Aluminum tolerance in Pfaffia glomerata is associated with antioxidant defense, osmolyte accumulation, and pathway-specific transcriptional regulation
摘要
Aluminum (Al) contamination in acidic soils severely limits plant growth and development. This study investigated the mechanisms and timing of Al toxicity in Pfaffia glomerata, a medicinal species of growing pharmacological interest. Based on the hypothesis that P. glomerata mitigates Al toxicity through tissue-specific adjustments in redox metabolism, accumulation of protective metabolites, and regulation of genes involved in cell wall structure and 20-hydroxyecdysone biosynthesis, plantlets were grown in vitro for 40 days under five Al concentrations (0, 200, 400, 600, and 800 μM). Concentrations above 600 μM significantly impaired plant growth. Aluminum accumulated in both roots and leaves, indicating active translocation throughout the plant.

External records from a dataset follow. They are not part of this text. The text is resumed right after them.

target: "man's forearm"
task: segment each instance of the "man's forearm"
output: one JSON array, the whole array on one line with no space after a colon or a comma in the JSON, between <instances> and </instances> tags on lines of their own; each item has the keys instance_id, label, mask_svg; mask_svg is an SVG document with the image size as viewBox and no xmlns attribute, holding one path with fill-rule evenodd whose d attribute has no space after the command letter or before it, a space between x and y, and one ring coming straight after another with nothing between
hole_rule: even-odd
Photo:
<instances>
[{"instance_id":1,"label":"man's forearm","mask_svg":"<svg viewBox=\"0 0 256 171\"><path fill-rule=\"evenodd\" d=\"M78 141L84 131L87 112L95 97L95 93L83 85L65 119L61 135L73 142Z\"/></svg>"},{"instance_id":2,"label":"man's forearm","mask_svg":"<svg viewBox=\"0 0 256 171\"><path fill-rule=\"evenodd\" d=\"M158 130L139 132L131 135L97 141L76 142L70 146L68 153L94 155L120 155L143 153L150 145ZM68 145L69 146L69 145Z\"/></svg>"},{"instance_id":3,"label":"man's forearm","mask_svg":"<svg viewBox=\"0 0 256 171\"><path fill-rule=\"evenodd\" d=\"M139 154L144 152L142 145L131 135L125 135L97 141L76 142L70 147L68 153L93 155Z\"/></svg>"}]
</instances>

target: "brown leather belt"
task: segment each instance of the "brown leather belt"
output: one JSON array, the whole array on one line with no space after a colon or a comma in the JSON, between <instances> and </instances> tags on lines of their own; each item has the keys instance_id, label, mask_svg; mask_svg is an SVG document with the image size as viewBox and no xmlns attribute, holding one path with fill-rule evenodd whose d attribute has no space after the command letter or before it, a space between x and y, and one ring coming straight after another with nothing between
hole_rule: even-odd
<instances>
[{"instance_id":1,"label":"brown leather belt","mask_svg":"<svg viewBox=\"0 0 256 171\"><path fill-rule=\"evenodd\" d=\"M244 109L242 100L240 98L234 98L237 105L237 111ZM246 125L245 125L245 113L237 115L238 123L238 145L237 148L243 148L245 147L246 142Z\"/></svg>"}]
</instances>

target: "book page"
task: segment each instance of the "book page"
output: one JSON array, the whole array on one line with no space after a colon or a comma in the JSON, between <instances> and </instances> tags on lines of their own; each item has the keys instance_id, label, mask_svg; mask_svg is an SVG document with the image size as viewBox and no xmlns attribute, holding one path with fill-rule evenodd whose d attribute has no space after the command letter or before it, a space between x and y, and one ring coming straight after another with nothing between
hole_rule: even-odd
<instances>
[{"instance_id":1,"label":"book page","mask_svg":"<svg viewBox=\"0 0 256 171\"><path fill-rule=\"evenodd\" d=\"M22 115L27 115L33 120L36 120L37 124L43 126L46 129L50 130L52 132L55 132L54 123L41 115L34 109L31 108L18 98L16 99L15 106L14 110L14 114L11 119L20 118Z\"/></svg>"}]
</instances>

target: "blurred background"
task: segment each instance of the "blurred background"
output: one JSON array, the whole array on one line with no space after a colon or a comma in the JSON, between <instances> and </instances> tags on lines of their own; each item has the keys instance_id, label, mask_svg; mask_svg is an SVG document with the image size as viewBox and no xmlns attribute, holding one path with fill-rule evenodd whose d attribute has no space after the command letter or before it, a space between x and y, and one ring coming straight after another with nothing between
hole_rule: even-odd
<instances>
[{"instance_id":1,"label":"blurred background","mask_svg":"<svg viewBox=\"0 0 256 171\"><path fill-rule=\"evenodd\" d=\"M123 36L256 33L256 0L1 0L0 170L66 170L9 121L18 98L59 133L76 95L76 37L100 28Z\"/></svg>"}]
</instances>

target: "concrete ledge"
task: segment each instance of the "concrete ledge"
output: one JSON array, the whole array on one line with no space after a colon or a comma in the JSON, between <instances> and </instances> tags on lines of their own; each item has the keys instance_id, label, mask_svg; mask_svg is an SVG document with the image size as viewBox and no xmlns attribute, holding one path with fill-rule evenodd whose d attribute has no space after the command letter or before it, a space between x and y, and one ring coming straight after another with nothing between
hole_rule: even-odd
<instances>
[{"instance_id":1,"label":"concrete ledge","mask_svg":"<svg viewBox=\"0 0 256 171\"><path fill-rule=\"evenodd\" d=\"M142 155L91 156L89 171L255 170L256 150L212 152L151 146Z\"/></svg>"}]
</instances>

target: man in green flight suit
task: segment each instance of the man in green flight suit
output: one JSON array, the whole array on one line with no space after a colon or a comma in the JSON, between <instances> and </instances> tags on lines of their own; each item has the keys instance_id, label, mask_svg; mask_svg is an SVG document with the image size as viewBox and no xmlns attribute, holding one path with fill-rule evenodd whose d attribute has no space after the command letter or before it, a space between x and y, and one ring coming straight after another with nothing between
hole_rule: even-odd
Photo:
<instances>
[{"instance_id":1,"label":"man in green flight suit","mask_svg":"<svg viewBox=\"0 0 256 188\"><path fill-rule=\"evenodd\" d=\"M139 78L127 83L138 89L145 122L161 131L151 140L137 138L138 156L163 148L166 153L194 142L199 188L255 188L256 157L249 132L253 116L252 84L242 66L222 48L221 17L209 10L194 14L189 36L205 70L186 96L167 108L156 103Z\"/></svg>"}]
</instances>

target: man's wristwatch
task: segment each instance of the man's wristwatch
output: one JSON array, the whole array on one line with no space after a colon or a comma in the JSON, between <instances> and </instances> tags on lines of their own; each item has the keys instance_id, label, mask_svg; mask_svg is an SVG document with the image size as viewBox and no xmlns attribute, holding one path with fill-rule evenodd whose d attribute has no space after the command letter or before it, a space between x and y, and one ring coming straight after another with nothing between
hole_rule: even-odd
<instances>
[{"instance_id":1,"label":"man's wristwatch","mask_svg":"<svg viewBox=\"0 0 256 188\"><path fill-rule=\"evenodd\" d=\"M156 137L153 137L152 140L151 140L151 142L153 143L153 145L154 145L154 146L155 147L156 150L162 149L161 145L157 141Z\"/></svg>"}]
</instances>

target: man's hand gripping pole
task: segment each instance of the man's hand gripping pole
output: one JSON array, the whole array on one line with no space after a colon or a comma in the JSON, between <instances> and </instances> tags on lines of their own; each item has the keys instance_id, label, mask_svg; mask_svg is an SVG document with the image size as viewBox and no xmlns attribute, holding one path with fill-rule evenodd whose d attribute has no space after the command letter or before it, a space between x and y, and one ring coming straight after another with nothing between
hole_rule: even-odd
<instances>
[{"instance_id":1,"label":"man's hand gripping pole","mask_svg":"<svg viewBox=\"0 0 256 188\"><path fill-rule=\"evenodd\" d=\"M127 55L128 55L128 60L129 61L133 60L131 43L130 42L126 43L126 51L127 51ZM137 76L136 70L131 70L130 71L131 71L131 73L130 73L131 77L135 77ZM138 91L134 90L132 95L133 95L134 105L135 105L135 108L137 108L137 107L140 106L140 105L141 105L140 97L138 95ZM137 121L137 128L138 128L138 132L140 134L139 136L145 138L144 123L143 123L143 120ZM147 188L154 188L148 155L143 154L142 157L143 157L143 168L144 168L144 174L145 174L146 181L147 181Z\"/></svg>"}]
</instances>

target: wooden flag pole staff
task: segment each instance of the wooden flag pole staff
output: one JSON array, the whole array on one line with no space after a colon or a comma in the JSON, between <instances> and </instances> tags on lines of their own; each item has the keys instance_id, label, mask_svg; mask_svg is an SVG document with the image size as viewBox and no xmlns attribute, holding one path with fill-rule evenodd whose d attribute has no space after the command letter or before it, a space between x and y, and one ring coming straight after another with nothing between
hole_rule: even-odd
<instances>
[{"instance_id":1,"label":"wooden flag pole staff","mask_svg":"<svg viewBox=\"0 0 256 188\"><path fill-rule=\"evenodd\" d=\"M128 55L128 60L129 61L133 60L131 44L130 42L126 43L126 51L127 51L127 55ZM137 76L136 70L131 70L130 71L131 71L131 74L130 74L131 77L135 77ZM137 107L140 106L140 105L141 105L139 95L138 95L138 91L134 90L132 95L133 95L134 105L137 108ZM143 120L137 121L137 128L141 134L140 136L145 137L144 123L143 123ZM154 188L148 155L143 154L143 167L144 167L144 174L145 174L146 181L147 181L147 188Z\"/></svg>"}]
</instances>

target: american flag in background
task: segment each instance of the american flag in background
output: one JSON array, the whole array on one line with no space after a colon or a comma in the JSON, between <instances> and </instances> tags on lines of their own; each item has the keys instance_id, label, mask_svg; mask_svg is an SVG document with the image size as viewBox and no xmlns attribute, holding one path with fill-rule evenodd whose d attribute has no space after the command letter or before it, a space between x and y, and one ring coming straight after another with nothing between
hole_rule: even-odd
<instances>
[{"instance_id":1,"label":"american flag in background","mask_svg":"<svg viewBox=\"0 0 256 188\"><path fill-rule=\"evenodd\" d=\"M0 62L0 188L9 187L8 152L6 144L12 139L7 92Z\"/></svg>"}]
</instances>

Plants exposed to 600 μM Al exhibited increased levels of glucose and fructose, and to a lesser extent, sucrose and starch. Additionally, starch, proline, malate, and fumarate levels rose in response to Al stress, suggesting metabolic adjustments for stress mitigation. Elevated antioxidant enzyme activity and malondialdehyde accumulation in the roots indicated oxidative stress. At the molecular level, the expression of genes related to 20-hydroxyecdysone biosynthesis (PgSpook and PgPhantom) was downregulated in the roots, while genes involved in cell wall biosynthesis (PgCCR, PgCAD, PgC4H) were upregulated in the leaves and downregulated in the roots. These findings show that P. glomerata tolerates moderate Al stress via a multifaceted response involving morphological adjustments, redox regulation, metabolite accumulation, and differential gene expression. This is the first evidence of Al-induced downregulation of 20-hydroxyecdysone biosynthesis in a medicinal species and identifies novel molecular targets for enhancing stress tolerance in non-model plants.